What’s new

v0.2.6 (June 2019)

Bugfixes

  1. Fixed major error in two-sided p-value for Wilcoxon test (pingouin.wilcoxon()), the p-values were accidentally squared, and therefore smaller. Make sure to always use the latest release of Pingouin.

  2. pingouin.wilcoxon() now uses the continuity correction by default (the documentation was saying that the correction was applied but it was not applied in the code.)

  3. The show_median argument of the pingouin.plot_shift() function was not working properly when the percentiles were different that the default parameters.

Dependencies

  1. The current release of statsmodels (0.9.0) is not compatible with the newest release of Scipy (1.3.0). In order to avoid compatibility issues in the pingouin.ancova() and pingouin.anova() functions (which rely on statsmodels for certain cases), Pingouin will require SciPy < 1.3.0 until a new stable version of statsmodels is released.

New functions

  1. Added pingouin.chi2_independence() tests.

  2. Added pingouin.chi2_mcnemar() tests.

  3. Added pingouin.power_chi2() function.

  4. Added pingouin.bayesfactor_binom() function.

Enhancements

  1. pingouin.linear_regression() now returns the residuals.

  2. Completely rewrote pingouin.normality() function, which now support pandas DataFrame (wide & long format), multiple normality tests (scipy.stats.shapiro(), scipy.stats.normaltest()), and an automatic casewise removal of missing values.

  3. Completely rewrote pingouin.homoscedasticity() function, which now support pandas DataFrame (wide & long format).

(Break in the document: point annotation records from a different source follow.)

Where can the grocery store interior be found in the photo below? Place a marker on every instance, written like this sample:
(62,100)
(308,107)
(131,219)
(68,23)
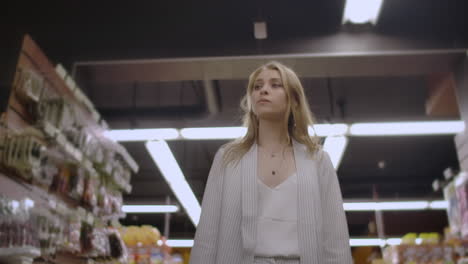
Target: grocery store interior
(112,112)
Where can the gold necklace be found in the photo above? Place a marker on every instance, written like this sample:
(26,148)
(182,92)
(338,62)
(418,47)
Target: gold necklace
(273,155)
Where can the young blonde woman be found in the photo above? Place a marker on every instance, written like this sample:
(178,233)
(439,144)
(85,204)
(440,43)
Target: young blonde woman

  4. Faster and more accurate algorithm in pingouin.bayesfactor_pearson() (same algorithm as JASP).

  5. Support for one-sided Bayes Factors in pingouin.bayesfactor_pearson().

  6. Better handling of required parameters in pingouin.qqplot().

  7. The epsilon value for the interaction term in pingouin.rm_anova() are now computed using the Greenhouse-Geisser method instead of the lower bound. A warning message has been added to the documentation to alert the user that the value might slightly differ than from R or JASP.

Note that d. and e. also affect the behavior of the pingouin.corr() and pingouin.pairwise_corr() functions.

Contributors

v0.2.5 (May 2019)

MAJOR BUG FIXES

  1. Fixed error in p-values for one-sample one-sided T-test (pingouin.ttest()), the two-sided p-value was divided by 4 and not by 2, resulting in inaccurate (smaller) one-sided p-values.

  2. Fixed global error for unbalanced two-way ANOVA (pingouin.anova()), the sums of squares were wrong, and as a consequence so were the F and p-values. In case of unbalanced design, Pingouin now computes a type II sums of squares via a call to the statsmodels package.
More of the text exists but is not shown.